Against that backdrop, other lines remain in focus.
The BBC yesterday announced its China correspondent will be based in Taiwan from now on for his own safety, which makes a statement – yet US defence voices are wondering how long it will be before his next move might be required;
Note the BBC didn’t opt for Hong Kong. Because as Bloomberg says “Hong Kong Police Warn residents to Avoid Red Lines on Politics”, including the quote from a police officer “Do not tempt the law – it’s simple. A healthy attitude is to say ‘How can I be a responsible citizen and just make sure that I contribute to the overall harmony and peace and security of this place,’ rather than say ‘Hmm, let me see how far I can push this envelope, so that I can almost touch the red line, but you can’t touch me. This isn’t how we want to police Hong Kong.”;
There are reports of a Russian troop build-up on the border with Ukraine, which will see the EU respond with immediate mobilisation of a working group to decide on the voting system to be used in a committee that discusses the matter; and
The blockage of the Suez Canal has seen renewed interest in a building a Med-Red ‘Suez Canal 2’ along the Israel/Gaza/Egyptian borders – at least this time the plan isn’t to use nuclear weapons to do it. If the US now gets serious about its own Belt and Road Initiative, perhaps with US-sourced capital goods to build it, shipped on US-manned and flagged ships, then all this duplication of lines on maps will get even more interesting.

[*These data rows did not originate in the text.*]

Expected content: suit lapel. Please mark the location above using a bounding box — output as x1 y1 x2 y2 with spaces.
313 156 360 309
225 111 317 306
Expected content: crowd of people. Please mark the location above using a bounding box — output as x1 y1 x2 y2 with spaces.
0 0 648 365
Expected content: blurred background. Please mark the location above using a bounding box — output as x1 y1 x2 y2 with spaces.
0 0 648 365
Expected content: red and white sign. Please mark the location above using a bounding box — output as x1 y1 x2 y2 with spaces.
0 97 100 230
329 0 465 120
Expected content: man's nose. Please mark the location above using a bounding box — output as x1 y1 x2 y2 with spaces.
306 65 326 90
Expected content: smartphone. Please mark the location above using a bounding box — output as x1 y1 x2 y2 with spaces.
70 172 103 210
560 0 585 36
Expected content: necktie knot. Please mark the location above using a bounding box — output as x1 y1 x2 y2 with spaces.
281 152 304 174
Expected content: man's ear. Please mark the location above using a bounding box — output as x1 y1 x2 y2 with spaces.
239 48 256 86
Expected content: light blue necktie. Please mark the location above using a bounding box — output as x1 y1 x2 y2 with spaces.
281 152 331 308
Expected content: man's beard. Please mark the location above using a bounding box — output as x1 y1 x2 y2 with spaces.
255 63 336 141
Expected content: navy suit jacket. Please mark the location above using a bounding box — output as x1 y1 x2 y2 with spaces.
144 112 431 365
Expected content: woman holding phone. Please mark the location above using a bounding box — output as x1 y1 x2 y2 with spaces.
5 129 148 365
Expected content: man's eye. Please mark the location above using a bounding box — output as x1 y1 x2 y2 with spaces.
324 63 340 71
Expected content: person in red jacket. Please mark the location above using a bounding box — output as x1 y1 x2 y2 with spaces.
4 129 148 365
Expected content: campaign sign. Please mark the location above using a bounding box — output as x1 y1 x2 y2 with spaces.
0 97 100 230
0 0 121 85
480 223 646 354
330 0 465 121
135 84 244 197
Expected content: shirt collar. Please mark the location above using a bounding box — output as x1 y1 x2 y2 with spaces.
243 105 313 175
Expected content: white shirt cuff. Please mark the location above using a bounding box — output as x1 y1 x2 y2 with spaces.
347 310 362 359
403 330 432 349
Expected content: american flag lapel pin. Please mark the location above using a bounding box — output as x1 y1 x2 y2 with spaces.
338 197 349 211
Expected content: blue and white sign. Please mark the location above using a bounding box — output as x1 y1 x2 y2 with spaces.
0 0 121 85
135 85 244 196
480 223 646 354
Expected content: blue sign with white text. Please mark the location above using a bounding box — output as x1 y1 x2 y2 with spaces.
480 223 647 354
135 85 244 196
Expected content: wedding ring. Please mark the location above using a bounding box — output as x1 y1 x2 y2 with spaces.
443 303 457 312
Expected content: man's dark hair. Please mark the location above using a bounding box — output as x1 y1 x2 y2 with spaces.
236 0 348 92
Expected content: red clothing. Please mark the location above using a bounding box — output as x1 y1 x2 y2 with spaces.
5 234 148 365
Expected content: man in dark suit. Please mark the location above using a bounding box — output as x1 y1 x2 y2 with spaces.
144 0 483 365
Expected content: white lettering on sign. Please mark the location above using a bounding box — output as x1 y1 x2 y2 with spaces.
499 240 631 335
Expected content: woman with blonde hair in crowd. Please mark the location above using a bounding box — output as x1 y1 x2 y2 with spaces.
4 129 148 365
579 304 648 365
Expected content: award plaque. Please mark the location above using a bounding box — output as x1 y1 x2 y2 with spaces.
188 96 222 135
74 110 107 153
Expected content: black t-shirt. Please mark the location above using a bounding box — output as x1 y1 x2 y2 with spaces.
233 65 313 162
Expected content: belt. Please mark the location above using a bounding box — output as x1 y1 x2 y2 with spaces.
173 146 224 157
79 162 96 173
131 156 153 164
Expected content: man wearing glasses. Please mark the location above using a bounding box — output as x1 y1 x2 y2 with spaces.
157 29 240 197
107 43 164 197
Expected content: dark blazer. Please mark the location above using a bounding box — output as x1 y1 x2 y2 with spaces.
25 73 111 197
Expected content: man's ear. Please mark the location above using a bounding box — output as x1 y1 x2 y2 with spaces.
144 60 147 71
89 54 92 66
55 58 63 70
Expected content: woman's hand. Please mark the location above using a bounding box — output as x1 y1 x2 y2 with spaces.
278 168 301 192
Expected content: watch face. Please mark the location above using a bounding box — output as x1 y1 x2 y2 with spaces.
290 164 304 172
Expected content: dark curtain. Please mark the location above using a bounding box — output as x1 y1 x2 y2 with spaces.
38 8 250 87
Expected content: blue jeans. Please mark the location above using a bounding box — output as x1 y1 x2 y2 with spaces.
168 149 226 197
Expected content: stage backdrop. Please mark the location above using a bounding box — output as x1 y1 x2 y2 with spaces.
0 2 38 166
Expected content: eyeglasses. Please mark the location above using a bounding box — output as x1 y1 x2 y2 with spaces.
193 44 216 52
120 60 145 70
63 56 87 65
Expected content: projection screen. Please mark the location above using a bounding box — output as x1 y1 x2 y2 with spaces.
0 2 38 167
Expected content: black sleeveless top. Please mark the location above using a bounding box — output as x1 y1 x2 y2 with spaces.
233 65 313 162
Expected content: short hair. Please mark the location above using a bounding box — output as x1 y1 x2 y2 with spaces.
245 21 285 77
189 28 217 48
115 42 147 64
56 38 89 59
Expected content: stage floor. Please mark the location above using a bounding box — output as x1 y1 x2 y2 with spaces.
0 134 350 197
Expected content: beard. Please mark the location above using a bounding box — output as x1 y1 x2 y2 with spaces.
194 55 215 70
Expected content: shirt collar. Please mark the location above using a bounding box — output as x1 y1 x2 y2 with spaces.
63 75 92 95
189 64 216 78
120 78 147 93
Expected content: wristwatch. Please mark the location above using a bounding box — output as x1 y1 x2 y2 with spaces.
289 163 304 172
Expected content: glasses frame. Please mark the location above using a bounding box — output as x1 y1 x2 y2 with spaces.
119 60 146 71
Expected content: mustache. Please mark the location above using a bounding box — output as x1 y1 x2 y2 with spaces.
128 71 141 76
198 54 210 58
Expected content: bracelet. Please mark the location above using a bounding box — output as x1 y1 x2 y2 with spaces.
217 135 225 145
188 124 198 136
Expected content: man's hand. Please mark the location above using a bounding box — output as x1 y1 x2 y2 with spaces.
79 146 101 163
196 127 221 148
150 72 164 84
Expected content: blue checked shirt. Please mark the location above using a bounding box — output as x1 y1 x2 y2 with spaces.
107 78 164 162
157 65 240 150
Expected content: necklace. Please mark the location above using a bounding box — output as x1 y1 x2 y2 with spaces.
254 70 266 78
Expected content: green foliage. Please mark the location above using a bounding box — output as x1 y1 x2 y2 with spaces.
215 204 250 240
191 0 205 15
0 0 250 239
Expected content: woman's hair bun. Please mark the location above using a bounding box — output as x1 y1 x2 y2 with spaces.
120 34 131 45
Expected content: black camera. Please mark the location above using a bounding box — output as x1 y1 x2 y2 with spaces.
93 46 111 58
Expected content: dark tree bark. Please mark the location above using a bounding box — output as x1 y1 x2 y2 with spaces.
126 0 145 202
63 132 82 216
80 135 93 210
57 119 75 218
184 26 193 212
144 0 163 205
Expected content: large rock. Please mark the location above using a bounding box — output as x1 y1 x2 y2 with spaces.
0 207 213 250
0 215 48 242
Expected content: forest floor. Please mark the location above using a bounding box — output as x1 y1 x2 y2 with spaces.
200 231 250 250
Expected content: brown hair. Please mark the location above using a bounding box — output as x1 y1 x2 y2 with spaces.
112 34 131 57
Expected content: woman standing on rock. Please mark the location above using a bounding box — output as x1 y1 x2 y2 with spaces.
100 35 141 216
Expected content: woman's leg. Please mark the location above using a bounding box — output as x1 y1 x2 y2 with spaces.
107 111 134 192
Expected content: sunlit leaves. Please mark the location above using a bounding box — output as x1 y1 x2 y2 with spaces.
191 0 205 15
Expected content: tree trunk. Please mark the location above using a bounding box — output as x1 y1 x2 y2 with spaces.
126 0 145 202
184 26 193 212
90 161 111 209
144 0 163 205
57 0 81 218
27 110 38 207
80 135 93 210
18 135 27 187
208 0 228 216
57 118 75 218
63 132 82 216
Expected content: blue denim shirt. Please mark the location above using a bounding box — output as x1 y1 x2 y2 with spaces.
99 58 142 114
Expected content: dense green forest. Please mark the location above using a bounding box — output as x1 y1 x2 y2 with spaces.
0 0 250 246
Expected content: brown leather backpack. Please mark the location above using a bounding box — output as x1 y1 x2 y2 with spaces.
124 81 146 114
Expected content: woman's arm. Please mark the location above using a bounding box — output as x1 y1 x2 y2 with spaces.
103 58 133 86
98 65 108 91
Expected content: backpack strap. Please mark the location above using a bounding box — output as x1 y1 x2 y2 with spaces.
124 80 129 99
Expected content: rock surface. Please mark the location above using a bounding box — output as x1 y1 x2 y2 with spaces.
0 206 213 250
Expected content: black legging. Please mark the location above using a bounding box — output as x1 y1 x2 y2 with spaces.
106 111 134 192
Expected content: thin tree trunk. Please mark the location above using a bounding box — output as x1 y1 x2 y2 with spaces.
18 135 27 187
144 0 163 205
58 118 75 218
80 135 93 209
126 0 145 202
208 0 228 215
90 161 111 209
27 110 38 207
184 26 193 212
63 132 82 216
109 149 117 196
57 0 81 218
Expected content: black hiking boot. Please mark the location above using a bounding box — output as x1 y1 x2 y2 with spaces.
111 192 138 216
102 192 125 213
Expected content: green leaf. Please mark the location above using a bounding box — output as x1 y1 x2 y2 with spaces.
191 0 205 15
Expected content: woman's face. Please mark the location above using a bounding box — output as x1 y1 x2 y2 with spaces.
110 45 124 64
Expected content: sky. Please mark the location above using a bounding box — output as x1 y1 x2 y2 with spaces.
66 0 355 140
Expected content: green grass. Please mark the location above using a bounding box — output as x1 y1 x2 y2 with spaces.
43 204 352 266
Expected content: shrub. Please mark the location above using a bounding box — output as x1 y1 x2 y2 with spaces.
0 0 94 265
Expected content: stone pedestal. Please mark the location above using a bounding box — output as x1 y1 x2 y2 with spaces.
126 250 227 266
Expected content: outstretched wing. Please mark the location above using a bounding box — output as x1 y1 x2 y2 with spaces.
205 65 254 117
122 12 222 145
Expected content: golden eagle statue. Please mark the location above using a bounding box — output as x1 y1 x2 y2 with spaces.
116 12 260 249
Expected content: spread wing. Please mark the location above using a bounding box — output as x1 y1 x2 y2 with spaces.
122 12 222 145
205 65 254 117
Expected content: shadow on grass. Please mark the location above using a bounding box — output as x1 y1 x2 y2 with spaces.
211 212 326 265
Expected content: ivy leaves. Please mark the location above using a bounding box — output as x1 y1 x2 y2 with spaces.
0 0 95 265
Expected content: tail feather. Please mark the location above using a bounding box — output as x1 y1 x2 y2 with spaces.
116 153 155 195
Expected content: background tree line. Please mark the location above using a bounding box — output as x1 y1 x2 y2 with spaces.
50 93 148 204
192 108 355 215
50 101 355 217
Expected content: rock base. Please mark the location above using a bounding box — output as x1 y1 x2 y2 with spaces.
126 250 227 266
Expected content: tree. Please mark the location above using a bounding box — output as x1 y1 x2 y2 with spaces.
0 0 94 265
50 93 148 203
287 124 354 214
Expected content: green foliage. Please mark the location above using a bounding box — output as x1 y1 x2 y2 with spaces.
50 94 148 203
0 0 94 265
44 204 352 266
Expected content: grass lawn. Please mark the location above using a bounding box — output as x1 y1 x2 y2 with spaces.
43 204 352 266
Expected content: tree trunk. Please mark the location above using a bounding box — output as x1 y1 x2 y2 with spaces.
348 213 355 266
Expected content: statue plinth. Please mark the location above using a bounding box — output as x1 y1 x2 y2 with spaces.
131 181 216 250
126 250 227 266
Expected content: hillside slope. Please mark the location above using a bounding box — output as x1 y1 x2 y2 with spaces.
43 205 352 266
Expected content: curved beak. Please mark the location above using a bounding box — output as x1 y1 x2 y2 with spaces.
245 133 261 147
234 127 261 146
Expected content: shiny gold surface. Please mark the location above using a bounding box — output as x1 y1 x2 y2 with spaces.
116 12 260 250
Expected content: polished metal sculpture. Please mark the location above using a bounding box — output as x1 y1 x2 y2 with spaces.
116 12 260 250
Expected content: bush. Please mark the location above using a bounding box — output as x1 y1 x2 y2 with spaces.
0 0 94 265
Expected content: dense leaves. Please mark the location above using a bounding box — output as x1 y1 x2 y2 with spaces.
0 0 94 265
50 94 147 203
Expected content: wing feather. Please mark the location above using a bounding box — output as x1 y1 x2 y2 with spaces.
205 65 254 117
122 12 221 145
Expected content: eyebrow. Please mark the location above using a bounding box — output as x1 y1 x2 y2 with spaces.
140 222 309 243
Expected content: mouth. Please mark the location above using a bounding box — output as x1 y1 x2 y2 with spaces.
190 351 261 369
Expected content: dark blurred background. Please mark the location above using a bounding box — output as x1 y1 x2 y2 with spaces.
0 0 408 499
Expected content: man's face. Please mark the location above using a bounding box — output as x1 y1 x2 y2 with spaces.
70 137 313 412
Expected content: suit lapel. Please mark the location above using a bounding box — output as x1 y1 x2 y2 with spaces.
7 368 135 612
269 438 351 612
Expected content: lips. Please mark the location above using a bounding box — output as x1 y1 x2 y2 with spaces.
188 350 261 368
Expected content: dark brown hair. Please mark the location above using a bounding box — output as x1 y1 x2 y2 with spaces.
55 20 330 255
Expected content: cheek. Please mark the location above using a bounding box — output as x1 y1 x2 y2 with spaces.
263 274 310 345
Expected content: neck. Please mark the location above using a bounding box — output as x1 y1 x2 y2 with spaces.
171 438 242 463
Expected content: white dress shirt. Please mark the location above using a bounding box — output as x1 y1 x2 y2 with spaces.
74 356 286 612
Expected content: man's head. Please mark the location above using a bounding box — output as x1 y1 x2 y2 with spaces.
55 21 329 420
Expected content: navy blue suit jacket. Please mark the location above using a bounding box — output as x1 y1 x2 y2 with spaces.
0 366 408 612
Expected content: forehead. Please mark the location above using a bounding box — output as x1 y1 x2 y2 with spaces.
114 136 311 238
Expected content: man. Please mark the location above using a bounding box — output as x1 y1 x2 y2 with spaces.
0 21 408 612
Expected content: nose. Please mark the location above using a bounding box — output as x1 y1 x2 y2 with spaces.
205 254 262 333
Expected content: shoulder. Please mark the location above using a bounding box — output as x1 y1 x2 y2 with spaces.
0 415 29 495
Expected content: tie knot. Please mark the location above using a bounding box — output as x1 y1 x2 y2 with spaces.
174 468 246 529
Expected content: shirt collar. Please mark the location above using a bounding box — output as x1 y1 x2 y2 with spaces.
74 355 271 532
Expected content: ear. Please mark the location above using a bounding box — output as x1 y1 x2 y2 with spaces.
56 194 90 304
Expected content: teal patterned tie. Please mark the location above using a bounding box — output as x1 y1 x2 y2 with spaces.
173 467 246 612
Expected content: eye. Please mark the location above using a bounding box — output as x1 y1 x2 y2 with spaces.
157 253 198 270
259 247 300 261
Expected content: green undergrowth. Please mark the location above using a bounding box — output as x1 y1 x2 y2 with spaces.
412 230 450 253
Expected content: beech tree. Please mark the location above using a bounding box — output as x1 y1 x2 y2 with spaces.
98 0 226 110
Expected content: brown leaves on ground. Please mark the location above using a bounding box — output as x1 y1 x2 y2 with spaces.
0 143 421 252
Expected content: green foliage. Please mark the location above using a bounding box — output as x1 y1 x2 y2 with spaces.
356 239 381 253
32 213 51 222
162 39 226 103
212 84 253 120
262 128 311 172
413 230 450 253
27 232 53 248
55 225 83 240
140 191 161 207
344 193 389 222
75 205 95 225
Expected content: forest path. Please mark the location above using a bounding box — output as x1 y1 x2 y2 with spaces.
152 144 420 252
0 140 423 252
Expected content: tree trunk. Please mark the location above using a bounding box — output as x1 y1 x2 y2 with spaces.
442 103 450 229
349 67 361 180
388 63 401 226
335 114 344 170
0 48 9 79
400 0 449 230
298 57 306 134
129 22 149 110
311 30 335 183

But back to (housing) markets to close. The RBNZ will be unhappy to see that Kiwi house prices rose 16.1% y/y in March, up from 14.5%. Why? Because now it’s openly their job to do something about it: what, exactly? Aussie house prices also went up 2.8% m/m in March, says CoreLogic, or 33% annualised, and investor home loans jumped 4.5% in the month vs. 9.4% the month prior. Yet we all know what the RBA are going to do about it: and it’s the total absence of any kind of plan at all.